Life after UBC may feel like a millennium away, but our undergrad years zip by faster than we can say "Tuum Est”. What does the other side look like?
Devon Wong, a UBC alumna who graduated in 2010, offers advice, reassurance, and a glimpse into life after grad!
A full-circle career journey
After a very eventful 9-year journey, Devon was radiant with wisdom, passion, and stories to share.
Devon’s love for film began with an ‘amateur’ video project for her Directed Studies class. After graduating from UBC with a Major in Sociology and Minor in Gender Studies, she continued exploring this passion and soon made a name for herself as a video creator in the non-profit space. She went on to do projects for the Museum of Vancouver, David Suzuki Foundation, and even for the City of Vancouver.
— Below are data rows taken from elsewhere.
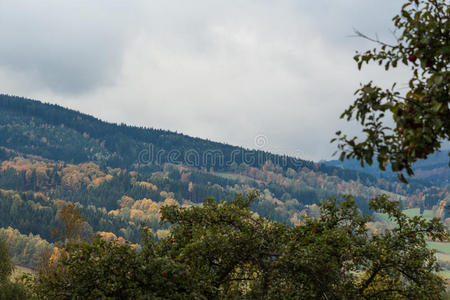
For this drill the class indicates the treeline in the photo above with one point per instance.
(58, 133)
(35, 213)
(25, 250)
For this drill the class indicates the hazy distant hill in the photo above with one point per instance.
(57, 133)
(433, 170)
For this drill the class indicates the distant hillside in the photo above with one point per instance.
(57, 133)
(119, 176)
(433, 171)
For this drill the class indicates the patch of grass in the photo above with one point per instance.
(445, 273)
(428, 214)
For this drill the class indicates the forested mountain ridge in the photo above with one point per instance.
(58, 133)
(51, 156)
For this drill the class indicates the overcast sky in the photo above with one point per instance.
(272, 75)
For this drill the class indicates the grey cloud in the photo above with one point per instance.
(69, 47)
(224, 70)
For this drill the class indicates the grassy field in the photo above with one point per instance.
(428, 214)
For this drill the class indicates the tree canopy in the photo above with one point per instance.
(223, 250)
(420, 113)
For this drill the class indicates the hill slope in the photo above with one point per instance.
(119, 176)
Little did she know that this passion was only the first chapter of an exciting journey. There was so much more that Devon wanted to experience.
“It’s important to cultivate curiosity. Don’t think you need to land on one specific thing or one dream or one goal. Life is complex, and it should be. You should explore all the different avenues available to you.”
With curiosity in mind, Devon sought to see more of the world and explore new avenues. In 2011, she discovered a program called “Princeton in Asia”, where she was paired to work as a news reporter with a Princeton alum in the Philippines.
“It was like night and day compared to life in Vancouver,” she explained.
Having lived in Vancouver all her life, an experience abroad was a rewarding adventure. In 2014, she even documented a big typhoon and the ensuing recovery efforts as a filmmaker for the United Nations!
Excited by the opportunities in Asia, Devon moved to Singapore. “I worked in television for a year and a half, and it was so much fun. I met so many people from different backgrounds, and it was a young and exciting environment.”
Devon did programs for National Geographic, Discovery Channel, and even produced and directed her own series.
“It was a steep learning curve for me, but all worthwhile.”
She then dipped her toes into advertising but learned it wasn’t for her.
“I really want to ground my work in my values. I had to ask myself, ‘What do I want to do? What makes me happy?'"
“Some people answer it quicker, but you know, things change,” she pointed out. “After years of something, you might decide you want something different. It’s important to normalize that kind of self-reflection and question-asking. People need permission to evolve.”
She has since moved back to Canada, and is refocusing her efforts on work with non-profits in Vancouver as a communications consultant. With her work, Devon has made an impact in the women’s leadership space and is now on a mission to revitalize our city’s Chinatown.
So what’s next?
“At heart, I enjoy change,” she said, “In fact, I’m planning to move to Australia next!”
Devon’s guiding compass
“Seeking challenge was always a big one through my 20s,” she stated. But now, she’s switching gears to choose work based on alignment with her values.
“I think it’s important to embrace things that are not just challenging for the sake of challenge, but that help you reflect on who you are and how you want to show up in the world.”
Devon is living a journey that she never would’ve foreseen when she crossed the graduation stage.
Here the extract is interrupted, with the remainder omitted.